As of Wednesday, the tax season for 2012 officially started. Filing can be a smooth process, but for some, a little challenging. The biggest problem this year will be waiting for forms to be processed by the IRS.
The Sgt. Brett T. Christian Tax Center, located at 2699 Kentucky Ave., between Burger King and Dryer Field House, opened Jan. 22 and has already processed more than 500 tax returns for Soldiers, Family members and retirees. Due to changes in the Army regulations, Department of Defense employees are no longer allowed to have their taxes filed at the center.
Annually, the tax center averages 10,000 federal and state tax returns. Last year, the center processed $18 million in refunds, and overall, saved filers more than $2 million in fees since it is a free service for the military.
The center schedules six appointments per half hour and six walk-ins per half hour. To help accommodate the needs of walk-ins, the center turns all morning and afternoon walk-ins into a same-day appointment.
The tax center does not have a limitation on the number of drop-offs received. In 2010, the center started an exclusive service that allows single Soldiers, or Soldiers who are married without dependents, to drop-off their returns, with all necessary information and a supplemental sheet, and pick them up the next day.
“It’s been a very successful service for those [who] have used it,” said Tom Loebl, volunteer site coordinator. “We haven’t had any complaints because they don’t have to sit in line.”
New changes concerning Social Security cards are in effect and are being upheld by the center. Because the military ID does not include Social Security numbers, as of 2011, all filers must have a Social Security card for everyone on the return.
Loebl said that if a card is not available, they can get a letter from the Social Security Office on 119 Center Pointe Drive, Clarksville, that will actually state the individuals’ name and Social Security number,” Loebl said.
“That is the most important thing that we have that is a change in policy by the IRS,” said Loebl.
Another tax change, due to the fiscal cliff debate, is forms from filers who receive education credits will not be processed by the IRS until March.
“Right now we are not able to do those tax refunds,” Loebl said. “Anyone who went to school, had out-of-pocket expenses, tuition assistance or the VA are just not being processed by the IRS.”
Despite the postponement concerning education credits, Loebl said that the electronic filing center is still accepting returns and that the returns are going to be a little delayed this year.
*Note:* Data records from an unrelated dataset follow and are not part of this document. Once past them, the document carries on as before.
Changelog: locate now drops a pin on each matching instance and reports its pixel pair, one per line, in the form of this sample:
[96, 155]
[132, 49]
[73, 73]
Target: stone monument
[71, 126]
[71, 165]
Instead of the seven to 10 days, it’s going to be closer to three weeks.
Because the post tax center is an IRS-sponsored agency, they were able to process returns before Wednesday, unlike paid tax preparers who were not able to transmit the returns until Jan. 30.
“They don’t have the same luxury that we have,” said Loebl. “We [already] know we’ve got folks that have been accepted or rejected for whatever reason.”
The deadline to submit returns is April 15. The center is open Monday through Friday from 9 a.m. until 7 p.m., and Saturdays and DONSAs from 9 a.m. until 2 p.m. For more information call (270) 798-1040. An explanation of services and forms is also available at the Tax Center’s Web site: www.campbell.army.mil/campbell/SJA/Pages/TaxCenter.aspx. Other general tax information is available at www.irs.gov.
The center encourages all military personnel to take advantage of the free tax preparation. “This is a quality free service available to those who qualify for legal services,” said Lt. William Boyd, legal assistant attorney.
“Please come in and get your taxes done.”
Editor’s note: This is the first story in a series about tax preparation assistance available at Fort Campbell.
Tax Preparation Checklist:
• Proof of identification (Photo ID);
• Social Security Cards for all members of the household or a Social Security Number verification letter issued by the Social Security Administration; or
• Individual Taxpayer Identification Number assignment letter for you, your spouse and dependents;
• Proof of foreign status, if applying for an ITIN;
• Birth dates for all members of the household;
• Wage and earning statement(s) from all employers;
• Interest and dividend statements from banks;
• A copy of last year’s federal and state returns if available;
• Proof of bank account routing numbers and account numbers for Direct Deposit, such as a blank check;
• Total paid for daycare provider and the daycare provider’s tax identifying number if appropriate;
• To file taxes electronically on a married, filing-jointly tax return, both spouses must be present to sign the required forms.